Lynn Hettrick, deputy chief of staff to Gov. Jim Gibbons, said the state law must be changed so Nevada can go after a share of the “Race to the Top” federal funds for schools. As much as $175 million could be available, he said.
Hettrick said Nevada did not apply for the first round of funding because of the current law and because the state Department of Education determined the amount of money Nevada might receive was not cost effective.
“We must change the law,” Hettrick said. “We will be eligible for round two in June.”
The Legislature in 2003 passed a law saying student achievement cannot be a factor used for teacher evaluations. This makes Nevada ineligible for the Race to the Top funds.
The Legislature is required to act to amend the law. The Nevada State Education Association has proposed language to change the law that should make the state eligible for the funds, and Hettrick said that is a good starting point for discussion.
But Gibbons spokesman Dan Burns said the governor doesn’t just want to craft a law that will make Nevada eligible for the federal funds. Gibbons wants the current law repealed, he said.

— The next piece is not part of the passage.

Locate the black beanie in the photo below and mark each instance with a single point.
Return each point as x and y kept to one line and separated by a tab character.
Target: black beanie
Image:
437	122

“To say you can’t use student performance to evaluate teachers is ridiculous,” Burns said. “Student performance will be an integral part of teacher evaluations because that is what is best for Nevada students.”

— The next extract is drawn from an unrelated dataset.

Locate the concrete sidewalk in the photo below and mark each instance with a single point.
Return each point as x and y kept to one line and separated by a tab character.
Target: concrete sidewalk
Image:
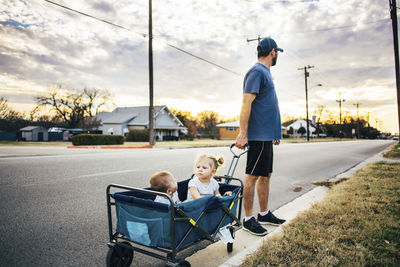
245	243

Whatever the resolution, an agreement will be worked out beforehand so that the session does not go on any longer than a day or two, Burns said. They are too expensive to let go longer, he said.
Hettrick said the revenue and spending problems facing the state are a separate issue that continues to be analyzed. It may take several weeks to assess whether a special session will be needed to balance the state budget, he said. If a session is needed, the law change for the education funds can be done at the same time.
“The revenue numbers are terrible,” Hettrick said. “We all know it.”
The various state agency chiefs have been asked to analyze what cuts of 1.4 percent and 3 percent would mean to their programs. No cuts have yet been made.
“The governor is asking everyone to think seriously about what these levels of cuts would mean,” he said. “What has to go away.”
The last thing the administration wants to do is cut state jobs because that will just add more people to the ranks of the unemployed, Hettrick said.
The Economic Forum, a panel of private sector appointees who make the official state revenue estimates, may be brought in for its analysis as well, he said.
“We are trying our very best to analyze how to attack this without losing jobs and minimizing the impacts to state government programs,” Hettrick said. “It is very complex.”